PTSM: Pharmaceutical Technology Sourcing and Management
Volume 7, Issue 7

The global pharmaceutical market is in transition. Growth in established markets is slowing as growth in emerging markets, particularly China, is on the rise. State policy to increase access and affordability of medicines, a growing middle class, and increased demand for quality drugs are all factors influencing pharmaceutical demand in China. On the supply side, China’s pharmaceutical market is dominated by domestic companies although multinational drug companies are increasing their presence in the market.

Crunching the numbers
China is playing an increasingly important role in the global pharmaceutical market. The global pharmaceutical market is expected to reach $1 trillion by 2014 and nearly $1.1 trillion by 2015, according to a May 2011 report by the IMS Institute for Healthcare Informatics (1). The market will increase at a compound annual growth rate (CAGR) of 3–6% during the next five years, slowing from the 6.2% annual growth rate that occurred during the past five years. Absolute global-spending growth is expected to be between $210 billion and $240 billion between 2011 and 2015 compared with $251 billion between 2006 and 2010. Removing the effect of exchange-rate fluctuations, absolute global-spending growth will be between $230 billion and $250 billion on a constant dollar basis compared with $228 billion in the previous five years. For purposes of this analysis, the pharmaceutical market includes all types of biopharmaceuticals, including biologics, over-the-counter drugs, and traditional medicines distributed and administered through regulated delivery systems, such as pharmacies, hospitals, clinics, physician offices, and mail order.
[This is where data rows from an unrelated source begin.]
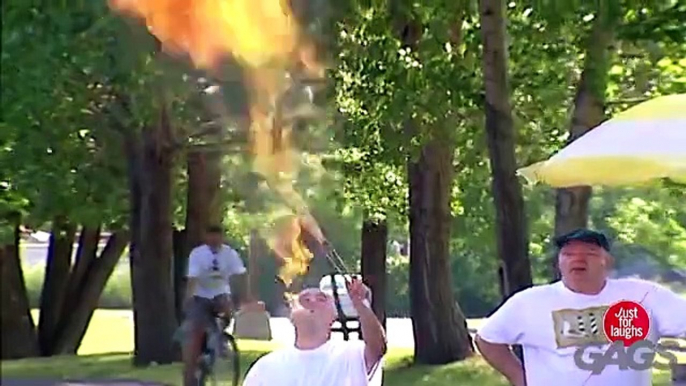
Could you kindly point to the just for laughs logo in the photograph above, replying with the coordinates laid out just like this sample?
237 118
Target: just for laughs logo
626 325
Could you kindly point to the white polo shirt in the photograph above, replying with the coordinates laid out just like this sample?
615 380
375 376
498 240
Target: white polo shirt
212 270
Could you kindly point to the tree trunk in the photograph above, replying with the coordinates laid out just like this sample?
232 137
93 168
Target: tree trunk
511 226
203 209
18 332
86 254
151 260
571 206
179 267
374 241
56 283
257 250
439 327
86 294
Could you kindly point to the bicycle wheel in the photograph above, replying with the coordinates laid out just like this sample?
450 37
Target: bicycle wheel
204 371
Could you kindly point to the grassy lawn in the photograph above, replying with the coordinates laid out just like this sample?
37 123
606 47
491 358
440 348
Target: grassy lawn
105 353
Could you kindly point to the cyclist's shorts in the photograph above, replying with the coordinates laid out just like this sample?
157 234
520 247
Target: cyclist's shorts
202 310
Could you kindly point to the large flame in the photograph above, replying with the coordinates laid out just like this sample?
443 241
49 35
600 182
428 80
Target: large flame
265 37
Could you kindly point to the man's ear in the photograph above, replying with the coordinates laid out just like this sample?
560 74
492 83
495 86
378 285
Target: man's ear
609 261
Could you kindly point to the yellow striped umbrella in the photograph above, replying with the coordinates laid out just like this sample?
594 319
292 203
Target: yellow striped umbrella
646 142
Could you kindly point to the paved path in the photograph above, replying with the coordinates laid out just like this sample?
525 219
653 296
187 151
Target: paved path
112 382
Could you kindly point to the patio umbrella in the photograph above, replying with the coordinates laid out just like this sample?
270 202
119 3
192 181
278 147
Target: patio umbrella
645 143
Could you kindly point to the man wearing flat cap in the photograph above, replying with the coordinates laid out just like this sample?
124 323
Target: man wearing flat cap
551 322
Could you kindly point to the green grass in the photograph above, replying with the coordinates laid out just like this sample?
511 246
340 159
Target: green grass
105 353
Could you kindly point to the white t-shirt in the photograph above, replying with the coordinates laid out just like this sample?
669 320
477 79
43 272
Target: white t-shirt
551 321
212 270
335 363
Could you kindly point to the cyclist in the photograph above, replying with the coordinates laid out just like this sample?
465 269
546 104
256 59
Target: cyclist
210 266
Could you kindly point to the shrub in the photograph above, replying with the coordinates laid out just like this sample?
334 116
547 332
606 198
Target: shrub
116 295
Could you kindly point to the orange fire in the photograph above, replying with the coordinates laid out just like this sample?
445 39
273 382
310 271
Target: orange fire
265 37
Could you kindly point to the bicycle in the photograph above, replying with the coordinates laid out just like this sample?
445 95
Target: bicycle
217 345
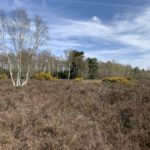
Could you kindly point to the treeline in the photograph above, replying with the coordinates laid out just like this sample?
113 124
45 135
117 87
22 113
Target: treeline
72 66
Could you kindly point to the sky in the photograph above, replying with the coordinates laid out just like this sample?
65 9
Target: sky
106 29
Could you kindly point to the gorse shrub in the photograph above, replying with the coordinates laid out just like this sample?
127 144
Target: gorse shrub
3 76
120 80
43 76
78 79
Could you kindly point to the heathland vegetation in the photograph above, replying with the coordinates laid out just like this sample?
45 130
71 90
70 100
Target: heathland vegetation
70 102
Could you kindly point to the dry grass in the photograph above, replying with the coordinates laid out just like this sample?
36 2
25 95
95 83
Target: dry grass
66 115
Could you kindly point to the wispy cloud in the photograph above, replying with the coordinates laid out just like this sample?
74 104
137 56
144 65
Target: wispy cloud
132 33
126 36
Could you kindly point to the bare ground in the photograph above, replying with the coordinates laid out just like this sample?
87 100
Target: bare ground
65 115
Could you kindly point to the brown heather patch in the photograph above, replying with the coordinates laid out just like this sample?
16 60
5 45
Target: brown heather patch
67 115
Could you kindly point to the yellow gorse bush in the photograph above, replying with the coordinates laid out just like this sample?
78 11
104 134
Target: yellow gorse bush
3 76
121 80
43 76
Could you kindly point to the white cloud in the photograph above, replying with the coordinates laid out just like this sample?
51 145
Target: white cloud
96 19
131 32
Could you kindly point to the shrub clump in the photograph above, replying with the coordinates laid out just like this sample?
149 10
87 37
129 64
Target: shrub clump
120 80
3 76
43 76
78 79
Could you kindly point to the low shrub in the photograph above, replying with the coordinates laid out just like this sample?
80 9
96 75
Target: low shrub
43 76
3 76
78 79
120 80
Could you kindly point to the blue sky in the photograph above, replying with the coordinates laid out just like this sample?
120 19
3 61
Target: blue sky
105 29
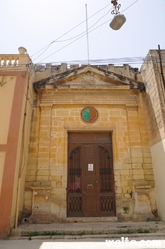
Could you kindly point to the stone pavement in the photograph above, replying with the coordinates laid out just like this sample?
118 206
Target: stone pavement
83 230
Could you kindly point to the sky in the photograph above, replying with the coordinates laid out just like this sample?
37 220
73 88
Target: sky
54 31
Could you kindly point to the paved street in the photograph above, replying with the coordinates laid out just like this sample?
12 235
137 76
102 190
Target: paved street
80 244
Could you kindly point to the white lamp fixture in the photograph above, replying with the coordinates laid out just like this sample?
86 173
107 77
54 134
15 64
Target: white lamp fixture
119 19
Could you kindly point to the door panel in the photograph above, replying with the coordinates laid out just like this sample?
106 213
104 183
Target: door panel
90 175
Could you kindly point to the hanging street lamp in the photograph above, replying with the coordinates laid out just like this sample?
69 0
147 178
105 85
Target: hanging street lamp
119 19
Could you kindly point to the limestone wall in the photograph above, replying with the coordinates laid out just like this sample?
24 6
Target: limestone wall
155 102
46 176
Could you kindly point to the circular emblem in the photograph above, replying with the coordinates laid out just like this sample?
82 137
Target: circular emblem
89 114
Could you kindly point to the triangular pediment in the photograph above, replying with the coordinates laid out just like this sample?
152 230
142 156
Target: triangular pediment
87 77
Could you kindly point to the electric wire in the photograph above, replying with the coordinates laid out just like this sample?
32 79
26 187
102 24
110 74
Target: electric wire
47 46
84 34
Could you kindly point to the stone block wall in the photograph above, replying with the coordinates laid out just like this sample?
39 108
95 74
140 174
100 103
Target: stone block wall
46 179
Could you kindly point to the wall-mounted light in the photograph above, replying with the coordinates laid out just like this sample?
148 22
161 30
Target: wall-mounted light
119 19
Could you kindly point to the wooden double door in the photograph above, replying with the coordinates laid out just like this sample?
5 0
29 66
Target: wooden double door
90 190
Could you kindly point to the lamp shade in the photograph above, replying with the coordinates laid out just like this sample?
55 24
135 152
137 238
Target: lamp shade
117 22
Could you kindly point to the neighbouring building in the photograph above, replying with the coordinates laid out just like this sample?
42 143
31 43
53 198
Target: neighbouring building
81 142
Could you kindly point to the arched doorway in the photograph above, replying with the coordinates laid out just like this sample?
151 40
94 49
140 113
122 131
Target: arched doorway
90 190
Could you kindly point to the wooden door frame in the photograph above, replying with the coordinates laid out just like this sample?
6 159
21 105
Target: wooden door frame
112 132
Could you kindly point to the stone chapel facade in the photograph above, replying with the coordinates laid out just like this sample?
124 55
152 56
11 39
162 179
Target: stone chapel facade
87 143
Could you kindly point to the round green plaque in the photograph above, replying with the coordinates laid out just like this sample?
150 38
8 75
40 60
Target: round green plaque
89 114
Spending figures are reported at ex-manufacturer estimates that do not reflect off-invoice discounts and rebates (1).

As pharmaceutical industry growth slows in developed market in the United States, Western Europe, and Japan, emerging markets, particularly China, continue to ascend. The US share of global pharmaceutical spending is projected to decline from 41% in 2005 to 31% in 2015 while the share of spending from the top five European national markets (i.e., Germany, France, Italy, Spain, and the United Kingdom) is projected to decline from 20% to 13% during the same period. Meanwhile, 17 high-growth emerging markets, led by China, will contribute 28% of total spending by 2015, up from only 12% in 2005, according to IMS (1).
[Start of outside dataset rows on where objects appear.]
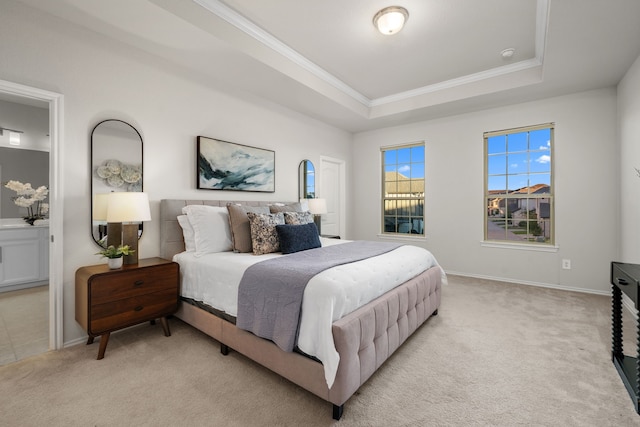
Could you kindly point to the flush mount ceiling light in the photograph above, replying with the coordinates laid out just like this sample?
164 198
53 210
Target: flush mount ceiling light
391 19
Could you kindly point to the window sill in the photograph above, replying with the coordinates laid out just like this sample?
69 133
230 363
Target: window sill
520 246
408 237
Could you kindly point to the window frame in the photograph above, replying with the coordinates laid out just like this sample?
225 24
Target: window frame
512 194
419 199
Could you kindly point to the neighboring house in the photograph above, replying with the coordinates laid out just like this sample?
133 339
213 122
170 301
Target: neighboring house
402 187
520 209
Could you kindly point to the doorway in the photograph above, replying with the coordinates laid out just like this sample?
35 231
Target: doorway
14 92
331 187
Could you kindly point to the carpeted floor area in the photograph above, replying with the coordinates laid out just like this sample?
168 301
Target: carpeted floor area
498 354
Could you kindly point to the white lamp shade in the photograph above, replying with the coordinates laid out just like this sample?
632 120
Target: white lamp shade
128 207
100 207
317 206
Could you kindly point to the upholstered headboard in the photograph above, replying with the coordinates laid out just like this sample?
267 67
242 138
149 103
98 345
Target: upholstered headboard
171 240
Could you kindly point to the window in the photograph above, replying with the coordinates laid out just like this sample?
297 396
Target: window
403 189
519 185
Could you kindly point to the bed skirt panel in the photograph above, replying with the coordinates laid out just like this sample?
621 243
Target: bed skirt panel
365 338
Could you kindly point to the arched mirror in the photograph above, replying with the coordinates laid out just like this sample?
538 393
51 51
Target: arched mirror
306 180
116 165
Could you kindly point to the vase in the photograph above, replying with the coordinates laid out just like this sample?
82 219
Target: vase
114 263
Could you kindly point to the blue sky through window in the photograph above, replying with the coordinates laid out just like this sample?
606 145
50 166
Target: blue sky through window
519 160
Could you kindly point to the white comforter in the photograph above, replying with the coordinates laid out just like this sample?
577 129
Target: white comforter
330 295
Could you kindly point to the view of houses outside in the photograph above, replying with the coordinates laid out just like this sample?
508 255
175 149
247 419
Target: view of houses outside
403 186
518 187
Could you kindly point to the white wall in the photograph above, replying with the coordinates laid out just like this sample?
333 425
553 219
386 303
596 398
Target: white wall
629 128
101 79
586 206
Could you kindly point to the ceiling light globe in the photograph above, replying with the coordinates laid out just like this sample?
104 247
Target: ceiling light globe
391 19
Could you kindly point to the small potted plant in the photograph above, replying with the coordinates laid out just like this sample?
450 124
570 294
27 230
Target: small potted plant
114 255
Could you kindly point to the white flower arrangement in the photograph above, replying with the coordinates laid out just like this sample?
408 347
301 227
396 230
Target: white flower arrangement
31 199
116 174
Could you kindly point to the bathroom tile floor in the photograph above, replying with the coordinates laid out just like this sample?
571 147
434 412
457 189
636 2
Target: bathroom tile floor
24 323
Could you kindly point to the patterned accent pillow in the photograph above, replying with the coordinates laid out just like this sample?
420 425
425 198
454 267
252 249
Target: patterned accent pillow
298 218
294 207
239 224
264 237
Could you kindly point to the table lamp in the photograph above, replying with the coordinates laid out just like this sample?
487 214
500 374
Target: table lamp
317 207
129 209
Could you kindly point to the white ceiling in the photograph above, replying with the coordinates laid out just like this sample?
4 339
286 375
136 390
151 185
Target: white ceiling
325 58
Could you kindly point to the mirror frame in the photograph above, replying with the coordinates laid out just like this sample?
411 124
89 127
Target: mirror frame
97 230
305 169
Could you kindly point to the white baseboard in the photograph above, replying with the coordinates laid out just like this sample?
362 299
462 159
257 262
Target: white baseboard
626 301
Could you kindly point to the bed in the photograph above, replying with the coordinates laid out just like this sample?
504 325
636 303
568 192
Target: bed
363 339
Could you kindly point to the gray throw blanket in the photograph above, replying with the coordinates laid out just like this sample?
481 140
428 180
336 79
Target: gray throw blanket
270 292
In 2005, China was ranked as the ninth largest national pharmaceutical market and in 2010, it moved into third place, a position it is projected to maintain through 2015 (note: spending is based on constant US$ at 2010 exchange rates), according to IMS (1). In 2010, China’s pharmaceutical market was valued at $41.1 billion, having increased at a compound annual growth rate (CAGR) (US$ at constant exchange rates) of 23.9% between 2006–2010. A CAGR of 19–22% is projected between 2011 and 2015, according to IMS (1).
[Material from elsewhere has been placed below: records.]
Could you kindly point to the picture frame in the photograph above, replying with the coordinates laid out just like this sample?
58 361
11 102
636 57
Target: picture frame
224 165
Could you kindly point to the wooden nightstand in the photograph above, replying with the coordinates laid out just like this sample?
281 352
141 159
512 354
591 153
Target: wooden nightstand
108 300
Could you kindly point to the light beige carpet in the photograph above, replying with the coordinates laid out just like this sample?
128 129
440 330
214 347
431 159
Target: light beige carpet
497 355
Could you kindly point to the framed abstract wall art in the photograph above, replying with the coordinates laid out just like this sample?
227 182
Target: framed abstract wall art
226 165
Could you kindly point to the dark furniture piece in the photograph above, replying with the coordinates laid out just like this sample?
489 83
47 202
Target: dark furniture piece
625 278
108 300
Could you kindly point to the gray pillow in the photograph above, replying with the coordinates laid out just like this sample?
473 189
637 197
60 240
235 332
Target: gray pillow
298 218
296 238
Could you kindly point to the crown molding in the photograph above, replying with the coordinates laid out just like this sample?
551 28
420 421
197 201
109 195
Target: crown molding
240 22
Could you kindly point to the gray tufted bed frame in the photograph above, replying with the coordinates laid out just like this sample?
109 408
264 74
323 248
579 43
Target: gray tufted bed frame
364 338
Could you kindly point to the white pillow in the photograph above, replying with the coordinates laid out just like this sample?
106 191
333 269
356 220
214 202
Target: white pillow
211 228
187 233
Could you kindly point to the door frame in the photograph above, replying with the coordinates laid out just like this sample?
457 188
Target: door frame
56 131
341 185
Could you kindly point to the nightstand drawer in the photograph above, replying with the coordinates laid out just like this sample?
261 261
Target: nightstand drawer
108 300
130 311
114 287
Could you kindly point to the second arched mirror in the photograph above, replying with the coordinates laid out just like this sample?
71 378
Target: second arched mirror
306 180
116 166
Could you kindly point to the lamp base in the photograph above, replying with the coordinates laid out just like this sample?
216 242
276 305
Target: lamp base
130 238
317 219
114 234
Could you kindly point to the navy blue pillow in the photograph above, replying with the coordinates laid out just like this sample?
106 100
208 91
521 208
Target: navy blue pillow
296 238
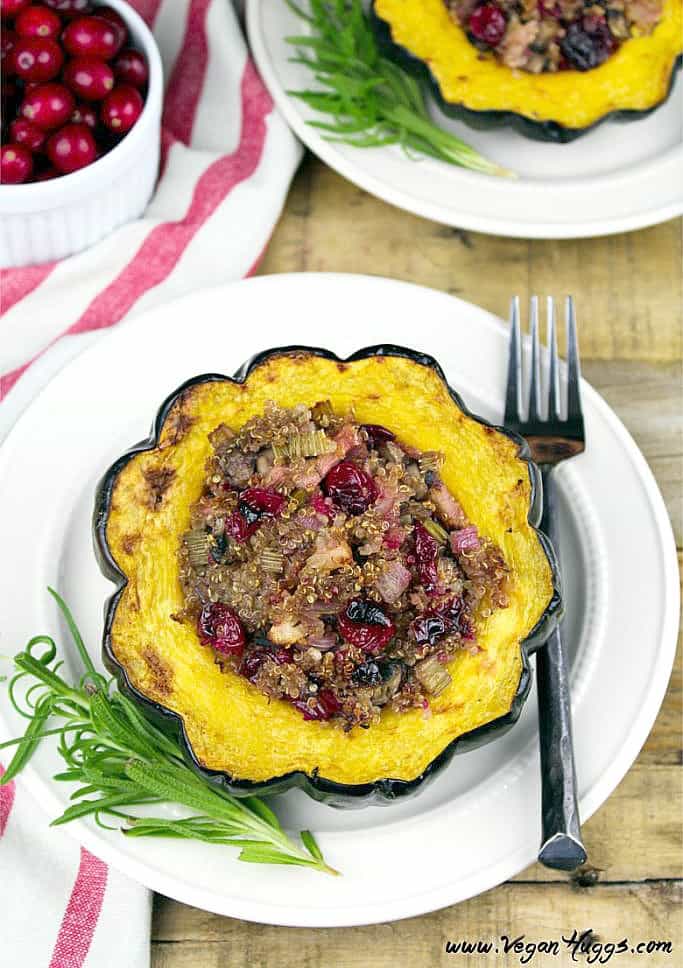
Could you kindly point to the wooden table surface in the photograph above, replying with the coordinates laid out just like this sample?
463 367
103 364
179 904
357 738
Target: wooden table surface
629 293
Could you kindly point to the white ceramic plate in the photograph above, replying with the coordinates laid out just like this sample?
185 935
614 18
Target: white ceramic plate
478 823
619 177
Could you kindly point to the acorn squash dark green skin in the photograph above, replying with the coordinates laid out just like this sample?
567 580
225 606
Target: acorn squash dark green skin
491 120
321 789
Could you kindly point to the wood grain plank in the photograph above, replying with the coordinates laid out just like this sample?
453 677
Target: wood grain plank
629 288
188 938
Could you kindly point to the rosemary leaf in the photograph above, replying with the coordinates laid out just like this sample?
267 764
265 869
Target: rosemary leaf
371 100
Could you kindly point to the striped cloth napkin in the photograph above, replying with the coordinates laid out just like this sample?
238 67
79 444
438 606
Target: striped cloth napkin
228 159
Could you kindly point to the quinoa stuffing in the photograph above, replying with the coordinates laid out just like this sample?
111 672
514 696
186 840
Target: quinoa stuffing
544 36
328 564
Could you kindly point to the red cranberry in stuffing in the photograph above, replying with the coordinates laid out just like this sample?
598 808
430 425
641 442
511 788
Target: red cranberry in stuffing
323 707
254 659
24 132
350 488
487 24
10 8
220 627
38 21
16 164
365 625
426 555
89 78
377 434
47 105
121 109
37 58
92 37
71 148
130 67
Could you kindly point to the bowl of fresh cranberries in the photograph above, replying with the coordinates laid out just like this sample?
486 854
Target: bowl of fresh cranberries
81 122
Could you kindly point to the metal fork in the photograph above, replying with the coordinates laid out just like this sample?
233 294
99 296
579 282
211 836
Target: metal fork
552 438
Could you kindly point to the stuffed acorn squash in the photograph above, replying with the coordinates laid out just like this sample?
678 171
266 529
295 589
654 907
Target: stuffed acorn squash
557 78
234 731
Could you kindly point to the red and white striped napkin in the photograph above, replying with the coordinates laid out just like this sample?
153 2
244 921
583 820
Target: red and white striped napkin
228 159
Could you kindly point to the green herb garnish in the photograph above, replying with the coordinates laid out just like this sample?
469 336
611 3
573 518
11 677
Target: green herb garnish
121 760
371 100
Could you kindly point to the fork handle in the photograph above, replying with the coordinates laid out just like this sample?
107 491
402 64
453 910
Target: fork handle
561 846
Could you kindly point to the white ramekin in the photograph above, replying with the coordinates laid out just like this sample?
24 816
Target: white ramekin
42 221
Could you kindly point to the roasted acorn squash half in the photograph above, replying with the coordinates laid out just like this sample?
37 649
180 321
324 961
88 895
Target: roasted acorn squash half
230 730
422 37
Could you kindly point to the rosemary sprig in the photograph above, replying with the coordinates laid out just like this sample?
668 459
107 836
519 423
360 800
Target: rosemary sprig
121 760
371 101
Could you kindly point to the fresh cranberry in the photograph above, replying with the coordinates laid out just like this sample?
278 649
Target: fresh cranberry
587 43
114 18
426 555
122 108
365 625
92 37
10 8
47 174
24 132
130 67
377 434
37 58
71 148
69 8
16 164
89 78
487 24
85 114
322 708
48 106
7 41
38 21
446 618
254 659
350 488
220 627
Inside China’s healthcare and pharmaceutical market
Although overall healthcare spending in China as a percentage of gross domestic product (GDP) is low at approximately 5%, the portion of healthcare spending directed at pharmaceuticals is as high as 50%, based on 2009 data, according to a May 2011 report by the management-consulting firm KPMG (2). In contrast, pharmaceutical spending in the US is only 13% of total healthcare spending. Per-capita drug spending in China is still low, only $35.1 in 2009 (2).

State initiatives to increase access and affordability of healthcare, particularly in rural areas, a rising middle class, growing demand for higher quality drugs, and the sheer size of its population are factors influencing the pharmaceutical market, according to the KPMG report. The state-led Healthcare Reform Plan, which went into effect in 2009, is investing approximately RMB 850 billion ($124 billion) over the initial three years of the plan to increase access to medicine. The first phase of the plan, which is scheduled to be completed by the end of 2011, seeks to increase accessibility by building basic healthcare facilities, expanding public medical insurance to cover 90% or more of the population, and reform the drug-supply system. By 2020, the Chinese government plans to bring the entire population under public medical insurance, strengthen infrastructure, and streamline research and delivery (2).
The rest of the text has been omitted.